In a letter sent last week to 38 legislators with a focus on information technology and the Postal Service, USIIA raised particular concerns about an electronic postmark program. It said the program would forestall private sector initiative in digital signatures, a program to map physical addresses to a post office e-mail address, and the agency's electronic bill payment service.
USIIA is one of several industry associations that have raised questions about recent postal service initiatives. The Computer and Communications Industry Association has raised questions about the recently launched bill payment service, and several other groups have expressed concerns that agency rules may compromise individual privacy. USIIA plans to file a formal complaint about its concerns with the Postal Rate Commission.
"If Congress allows the Postal Service to get their foot in the 'e-door,' then it is more than likely that they will leverage their Postal Inspection Service law enforcement arm and their uniquely unbridled regulatory authority to become regulator of the Internet," said Rick Merritt, executive director of the non-profit Postal Watch. "It will be far worse than just regulating the Internet, they will be competing with those that they regulate."

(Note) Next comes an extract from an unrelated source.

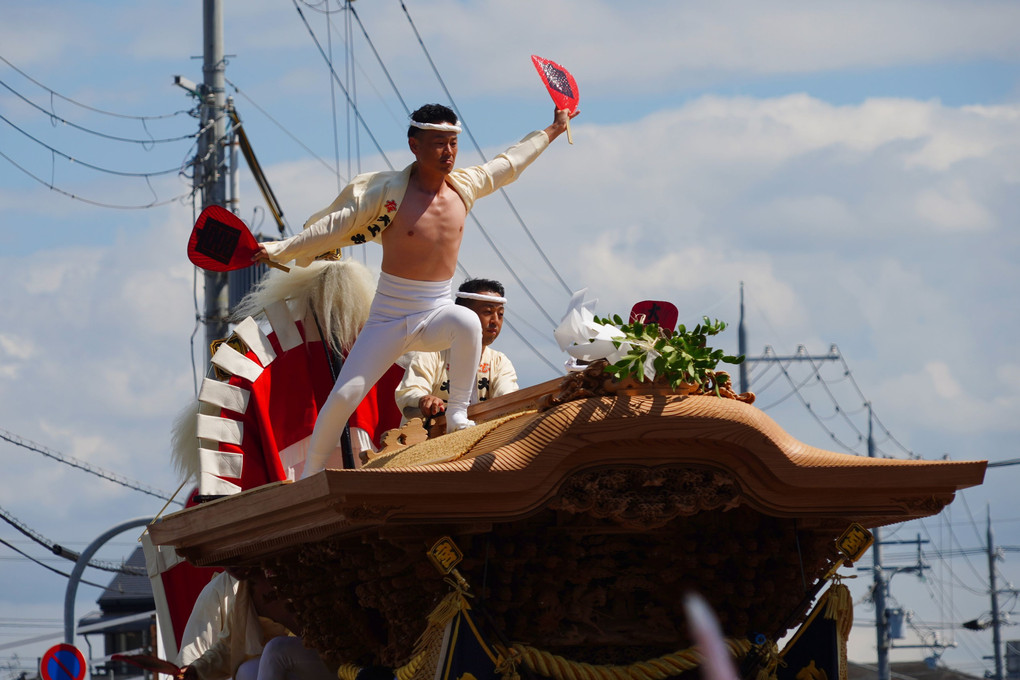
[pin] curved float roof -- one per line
(513, 466)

Postal Service officials did not return calls seeking comment.
McClure said that the USIIA planned to hold a meeting with other groups this week to strategize about ways to rein in the agency. In the letter they sent last week, the group urged legislators to pass language that would "prevent predatory Federal agencies from limiting competition or otherwise damaging the existing and emerging private companies."
"Given the entry of the U.S. Postal Service into electronic commerce, its historic role as a regulator and its current exemption from anti-trust considerations, it remains to be resolved whether the U.S. Postal Service should be permitted to dominate services it may also seek to regulate," the letter read.
USIIA also complained that the Postal Service has been implementing its e-commerce programs without proper public notice, and without consideration for their impact upon global governance of the Internet.